Probability is a measure of the likelihood that an event will occur. It is expressed as a number between 0 and 1, with 0 indicating that the event is impossible and 1 indicating that the event is certain.

##### What is the difference between theoretical probability and experimental probability?

Theoretical probability is calculated based on the assumption of an idealized model, while experimental probability is based on actual observations or experiments. Theoretical probability is often used in mathematical models and simulations, while experimental probability is used to estimate real-world probabilities.

##### What is the law of large numbers?

The law of large numbers is a statistical principle that states that as the number of trials or observations increases, the average of the results will approach the expected value. This principle is important in probability theory and statistics because it helps to establish the reliability of estimates based on a large sample size.

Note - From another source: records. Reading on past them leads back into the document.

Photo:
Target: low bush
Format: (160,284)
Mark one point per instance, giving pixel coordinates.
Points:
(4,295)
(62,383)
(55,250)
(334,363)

##### What is the difference between independent and dependent events?

Independent events are events that have no effect on each other. The occurrence of one event does not affect the probability of the other event. Dependent events, on the other hand, are events that are affected by each other. The occurrence of one event affects the probability of the other event.

##### What is Bayes' theorem?

Bayes’ theorem is a formula used to calculate conditional probabilities. It is based on the idea that the probability of an event A given event B can be calculated by multiplying the probability of event B given event A by the prior probability of event A and dividing by the probability of event B.

##### What is a random variable?

A random variable is a variable that takes on different values depending on the outcome of a random event. It is often used in probability theory to represent the possible outcomes of an experiment or simulation.

##### What is a probability distribution?

A probability distribution is a function that describes the likelihood of different outcomes in a random event. It is often used in probability theory to model the possible outcomes of an experiment or simulation.

##### What is the difference between discrete and continuous probability distributions?

Discrete probability distributions are used to model events with a finite or countable number of possible outcomes, such as flipping a coin or rolling a die. Continuous probability distributions are used to model events with an infinite number of possible outcomes, such as measuring the height of a person or the amount of time it takes for a car to stop.